To prevent people from waiting in front of the vaccination centers, local government officials stressed out again that vaccines are free and that everyone will get the jab in the following weeks.

Source: Infobae

August 18 – Mexico to receive 8.5 million vaccines as COVID figures break record

The United States will send Mexico 8.5 million more doses of COVID-19 vaccines as the delta variant spreads like wildfire across all Mexican states. 

U.S. Vice President Kamala Harris informed Mexican President Andrés Manuel López Obrador of the new vaccine batch on call Monday, said Foreign Affairs Secretary Marcelo Ebrard.

On Tuesday, Mexican Federal health authorities reported another 7,172 new Covid-19 as the third wave of the coronavirus gathers pace. 

President Andrés Manuel López Obrador has come under fire for its lack of action to contain the virus. 

Total accumulated cases now come to 3.108 million and deaths, 248,652.

Source: AP

August 6 – Mexican hotspots will not requests visitors to present proof of vaccination

An incorrect report went out a week ago that hotels and restaurants in Quintana Roo would be requiring proof of vaccination or a negative Covid test to enter. 

Fortunately, that’s not true.

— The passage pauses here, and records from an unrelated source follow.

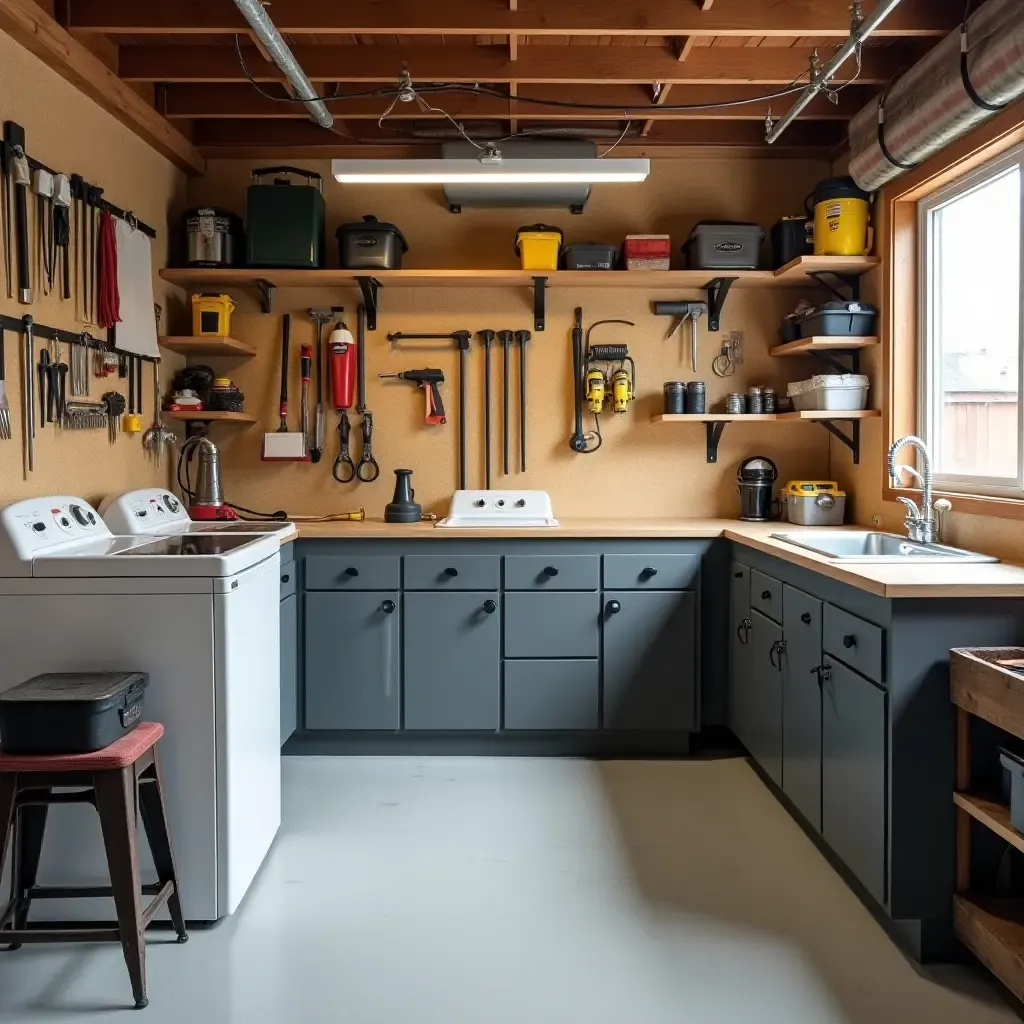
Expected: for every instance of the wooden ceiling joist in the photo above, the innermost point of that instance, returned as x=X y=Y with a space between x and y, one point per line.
x=535 y=65
x=481 y=17
x=244 y=101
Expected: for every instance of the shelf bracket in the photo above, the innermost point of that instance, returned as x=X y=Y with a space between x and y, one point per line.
x=718 y=292
x=715 y=431
x=540 y=302
x=265 y=295
x=852 y=442
x=370 y=287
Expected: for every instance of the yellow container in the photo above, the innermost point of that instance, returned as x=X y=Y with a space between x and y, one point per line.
x=212 y=315
x=538 y=247
x=841 y=218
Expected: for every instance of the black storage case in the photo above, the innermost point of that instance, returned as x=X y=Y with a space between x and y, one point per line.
x=371 y=245
x=590 y=256
x=71 y=713
x=285 y=221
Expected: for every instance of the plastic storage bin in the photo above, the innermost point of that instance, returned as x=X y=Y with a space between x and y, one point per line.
x=212 y=315
x=647 y=252
x=538 y=247
x=829 y=392
x=724 y=246
x=590 y=256
x=71 y=713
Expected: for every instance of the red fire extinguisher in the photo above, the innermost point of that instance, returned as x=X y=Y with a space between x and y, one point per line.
x=342 y=352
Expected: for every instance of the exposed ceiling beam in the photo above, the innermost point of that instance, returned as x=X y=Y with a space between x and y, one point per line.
x=27 y=23
x=542 y=65
x=244 y=101
x=597 y=17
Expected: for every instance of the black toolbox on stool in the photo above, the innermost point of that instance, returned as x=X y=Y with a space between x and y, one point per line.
x=71 y=713
x=284 y=220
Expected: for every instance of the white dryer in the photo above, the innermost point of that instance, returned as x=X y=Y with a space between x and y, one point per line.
x=199 y=613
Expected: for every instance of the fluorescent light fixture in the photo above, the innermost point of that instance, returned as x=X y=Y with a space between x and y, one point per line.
x=552 y=171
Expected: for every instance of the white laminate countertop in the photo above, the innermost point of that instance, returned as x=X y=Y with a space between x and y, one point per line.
x=889 y=581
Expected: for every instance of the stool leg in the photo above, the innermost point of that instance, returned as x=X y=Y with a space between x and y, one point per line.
x=116 y=803
x=151 y=799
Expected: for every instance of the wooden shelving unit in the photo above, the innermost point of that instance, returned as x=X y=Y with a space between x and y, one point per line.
x=715 y=424
x=991 y=928
x=209 y=346
x=811 y=346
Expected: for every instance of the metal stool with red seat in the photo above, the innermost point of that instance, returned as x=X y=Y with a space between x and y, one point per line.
x=120 y=781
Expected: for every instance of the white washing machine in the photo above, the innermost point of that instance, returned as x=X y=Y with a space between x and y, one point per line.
x=199 y=613
x=156 y=510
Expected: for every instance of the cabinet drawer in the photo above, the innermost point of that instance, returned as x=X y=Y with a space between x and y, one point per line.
x=649 y=571
x=551 y=625
x=766 y=595
x=552 y=571
x=855 y=642
x=451 y=572
x=559 y=694
x=353 y=572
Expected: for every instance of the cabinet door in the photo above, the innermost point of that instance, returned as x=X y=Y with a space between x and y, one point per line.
x=289 y=666
x=649 y=660
x=453 y=660
x=802 y=704
x=352 y=667
x=853 y=773
x=763 y=712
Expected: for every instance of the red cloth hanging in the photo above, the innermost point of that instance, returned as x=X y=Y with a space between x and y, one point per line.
x=109 y=300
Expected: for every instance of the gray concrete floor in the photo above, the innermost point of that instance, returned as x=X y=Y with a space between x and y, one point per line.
x=423 y=890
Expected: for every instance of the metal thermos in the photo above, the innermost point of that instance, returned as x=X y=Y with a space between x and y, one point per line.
x=756 y=479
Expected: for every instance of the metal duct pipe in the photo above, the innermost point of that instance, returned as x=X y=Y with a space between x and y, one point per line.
x=857 y=36
x=257 y=16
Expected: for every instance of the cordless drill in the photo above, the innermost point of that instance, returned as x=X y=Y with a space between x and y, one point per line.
x=429 y=381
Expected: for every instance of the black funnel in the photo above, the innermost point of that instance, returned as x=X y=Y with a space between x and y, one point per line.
x=402 y=508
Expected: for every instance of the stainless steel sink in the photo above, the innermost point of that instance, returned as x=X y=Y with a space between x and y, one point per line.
x=865 y=546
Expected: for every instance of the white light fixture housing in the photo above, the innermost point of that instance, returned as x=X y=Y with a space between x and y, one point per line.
x=489 y=169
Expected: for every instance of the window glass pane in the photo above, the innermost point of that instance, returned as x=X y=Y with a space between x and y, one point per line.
x=976 y=330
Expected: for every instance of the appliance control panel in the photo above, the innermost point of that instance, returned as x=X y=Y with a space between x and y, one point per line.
x=39 y=524
x=151 y=510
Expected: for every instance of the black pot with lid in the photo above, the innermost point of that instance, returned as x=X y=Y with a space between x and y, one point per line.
x=755 y=481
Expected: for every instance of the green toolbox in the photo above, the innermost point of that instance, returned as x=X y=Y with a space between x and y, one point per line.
x=285 y=220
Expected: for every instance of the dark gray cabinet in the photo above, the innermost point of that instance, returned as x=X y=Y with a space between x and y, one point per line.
x=289 y=666
x=648 y=648
x=453 y=660
x=352 y=669
x=853 y=773
x=762 y=713
x=802 y=702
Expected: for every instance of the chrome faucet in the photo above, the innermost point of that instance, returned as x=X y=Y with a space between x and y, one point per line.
x=924 y=524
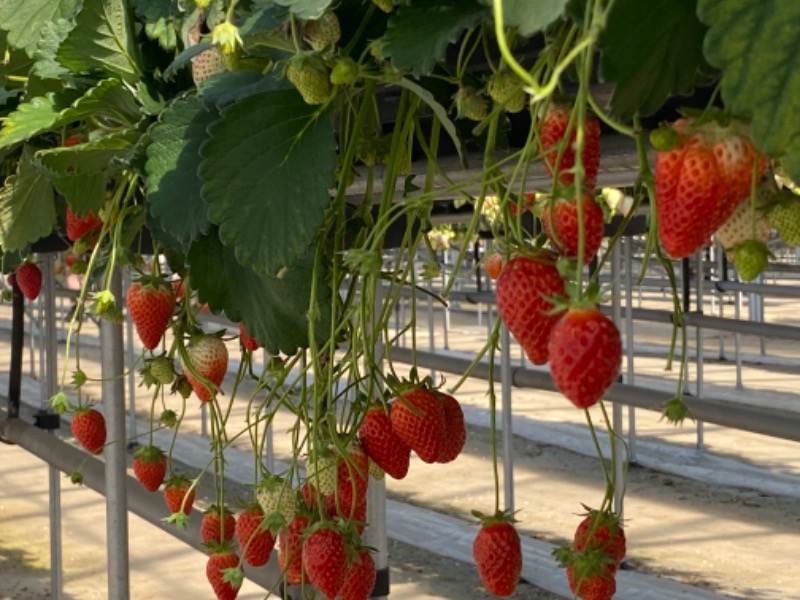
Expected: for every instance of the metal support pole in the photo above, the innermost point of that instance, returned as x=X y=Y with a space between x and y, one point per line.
x=700 y=344
x=507 y=417
x=629 y=346
x=48 y=381
x=615 y=436
x=113 y=389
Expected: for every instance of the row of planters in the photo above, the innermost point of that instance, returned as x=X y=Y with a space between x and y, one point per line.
x=272 y=148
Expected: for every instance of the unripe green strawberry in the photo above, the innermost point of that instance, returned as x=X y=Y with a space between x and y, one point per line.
x=208 y=357
x=276 y=496
x=321 y=471
x=324 y=33
x=162 y=370
x=344 y=72
x=310 y=78
x=470 y=104
x=751 y=258
x=784 y=216
x=505 y=88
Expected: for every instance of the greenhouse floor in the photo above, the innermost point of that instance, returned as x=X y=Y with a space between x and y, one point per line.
x=712 y=523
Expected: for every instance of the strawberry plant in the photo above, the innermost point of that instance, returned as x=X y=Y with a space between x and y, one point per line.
x=253 y=160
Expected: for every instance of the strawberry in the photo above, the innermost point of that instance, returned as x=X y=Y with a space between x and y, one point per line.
x=497 y=551
x=309 y=75
x=276 y=497
x=360 y=578
x=417 y=417
x=493 y=264
x=323 y=33
x=89 y=428
x=219 y=560
x=382 y=444
x=352 y=478
x=150 y=467
x=505 y=88
x=525 y=291
x=701 y=177
x=325 y=559
x=29 y=280
x=470 y=104
x=150 y=303
x=601 y=532
x=593 y=587
x=208 y=357
x=553 y=132
x=86 y=225
x=290 y=549
x=179 y=495
x=561 y=224
x=255 y=539
x=248 y=343
x=321 y=471
x=751 y=258
x=585 y=355
x=784 y=216
x=218 y=525
x=455 y=431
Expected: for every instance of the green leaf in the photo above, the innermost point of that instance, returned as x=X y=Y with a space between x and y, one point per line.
x=102 y=39
x=530 y=19
x=231 y=86
x=24 y=19
x=27 y=206
x=757 y=46
x=173 y=157
x=651 y=50
x=80 y=173
x=437 y=23
x=305 y=9
x=275 y=309
x=438 y=110
x=266 y=173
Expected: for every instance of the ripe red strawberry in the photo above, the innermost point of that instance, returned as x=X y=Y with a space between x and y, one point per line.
x=493 y=264
x=290 y=549
x=87 y=225
x=554 y=130
x=209 y=357
x=248 y=343
x=176 y=489
x=561 y=225
x=352 y=478
x=218 y=561
x=418 y=420
x=150 y=467
x=593 y=587
x=585 y=355
x=89 y=428
x=325 y=559
x=497 y=551
x=218 y=525
x=150 y=304
x=525 y=292
x=255 y=539
x=455 y=430
x=382 y=444
x=360 y=577
x=29 y=280
x=601 y=532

Apparently a comment from Quintana Roo government Carlos Manuel Joaquín González, was taken out of context. 

As of today, Mexico does not require its visitors to present proof of a negative COVID-19 or vaccination and hotels should not do it either. 

Source: TravelOffPath

July 28 – Mexico will not reintroduce COVID-19 restrictions despite the third wave of pandemic, says government

Since the very onsets of the pandemic, Mexico decided not to enforce strong restrictions in order to protect its tourism industry. 

On July 27, Deputy Health Minister Hugo López-Gatell confirmed that Mexico is getting into the third wave of the pandemic following an increase in cases in 50% of the Mexican states. 

The Mayor of Mexico City Claudia Sheinbaum said the government will not reintroduce COVID-19 restrictions. Instead, they will launch a campaign to ask residents “to act responsibly.”